For the reasons outlined above, I'm very much in favor of the former option: having a language-level class abstraction. This seems to be coming soon in ECMAScript 6, and will basically provide syntactic sugar on top of prototypal inheritance. Having a consistent class and module system is one of the main reasons why languages like Dart, TypeScript and Coffeescript are increasingly appealing to me.

Coding to a framework restricts your audience

Because of a lack of interoperability between frameworks and their class systems, if you write non-UI code using a framework, only users of that framework will use your code. It's very unlikely that someone building an Ember application will want to use your library that uses Backbone objects.

Often your collaborators may have varied tastes and prefer one framework over another, but including multiple MVC frameworks in the same application gets messy quickly. If you have core functionality that you want to release, release it in pure JavaScript, not as a jQuery plugin, or Ember module. Of course use prototypal inheritance and proper abstraction (or at least, as proper as JS can provide).

Solution: defensive architecture

To avoid framework and class-system lock-in, I have taken a slightly different approach to developing with JavaScript MVC frameworks. It affords the convenience of building a UI with MVC, but keeps the core of the application flexible.

The basic idea is to separate the core functionality of the application from the user interface into two separate layers. With this separation, you can implement the two layers differently:

  1. Build the base layer using pure JavaScript prototypal inheritance. This is the part you write with the intention of keeping for later. This base layer will need an API that you will want to spend a bit of time honing. To make the separation crystal clear, you can think of the UI as a client that uses this API as if it were on the server. This way you can avoid creating leaky abstractions.

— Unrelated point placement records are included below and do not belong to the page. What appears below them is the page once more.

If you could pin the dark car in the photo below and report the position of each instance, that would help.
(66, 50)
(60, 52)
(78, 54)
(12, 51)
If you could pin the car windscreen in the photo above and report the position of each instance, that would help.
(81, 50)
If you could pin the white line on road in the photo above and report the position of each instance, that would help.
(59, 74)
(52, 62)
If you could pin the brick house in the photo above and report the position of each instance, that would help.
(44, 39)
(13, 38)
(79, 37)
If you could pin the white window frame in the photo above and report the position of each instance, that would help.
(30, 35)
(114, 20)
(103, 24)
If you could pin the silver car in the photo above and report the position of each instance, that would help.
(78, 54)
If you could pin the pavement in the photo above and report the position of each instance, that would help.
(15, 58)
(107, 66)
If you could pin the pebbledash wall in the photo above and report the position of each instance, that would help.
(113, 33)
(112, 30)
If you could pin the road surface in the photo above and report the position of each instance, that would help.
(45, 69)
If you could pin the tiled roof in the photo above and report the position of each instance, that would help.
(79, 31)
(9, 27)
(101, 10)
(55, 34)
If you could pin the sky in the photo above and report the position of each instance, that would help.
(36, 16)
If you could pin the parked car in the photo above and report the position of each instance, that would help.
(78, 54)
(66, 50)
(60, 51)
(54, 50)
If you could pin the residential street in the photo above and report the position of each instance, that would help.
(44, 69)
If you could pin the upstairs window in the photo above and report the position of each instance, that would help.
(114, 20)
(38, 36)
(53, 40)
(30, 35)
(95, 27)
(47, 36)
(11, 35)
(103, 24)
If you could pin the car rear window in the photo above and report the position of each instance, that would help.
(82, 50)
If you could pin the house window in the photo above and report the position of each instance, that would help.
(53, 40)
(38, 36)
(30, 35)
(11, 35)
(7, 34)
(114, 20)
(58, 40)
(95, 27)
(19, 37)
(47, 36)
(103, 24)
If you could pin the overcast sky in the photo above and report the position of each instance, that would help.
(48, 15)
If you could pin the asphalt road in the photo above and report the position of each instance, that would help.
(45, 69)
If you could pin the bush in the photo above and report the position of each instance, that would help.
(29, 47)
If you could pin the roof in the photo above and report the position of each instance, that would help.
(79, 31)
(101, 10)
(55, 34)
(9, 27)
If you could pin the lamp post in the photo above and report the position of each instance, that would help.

  2. Use an MVC framework to implement the UI, and call into the base layer directly. This lets you move quickly and focus entirely on writing the user interface. This architecture lets you build your UI on a solid foundation and avoid getting stuck.

Benefits of this approach

You get many benefits by taking this approach:

  1. If you want to scrap your existing UI and write a new one very quickly, you can easily do this and still reuse large chunks of your logic.

  2. Clear layer separation leads to more maintainable code.

  3. Easy to ship the underlying core functionality as a library or standalone module.

  4. Easy to write unit tests for the core functionality of the application. Unit tests aren't well suited to user interface code anyway.

This is why we can't have nice things

The lack of a widely used class system is ridiculous. The sheer number of different JS class systems is a clear signal that this is a big omission in the language. Similarly for MVC frameworks. A renewed interest in JavaScript MVC shows that the web platform needs something built-in to address this problem.

All other widely used programming languages provide a consistent class system, and popular platforms provide a framework for separating application logic and user interface. Until these things come to the web, I'll continue to have second thoughts about embracing any particular MVC framework or custom class system.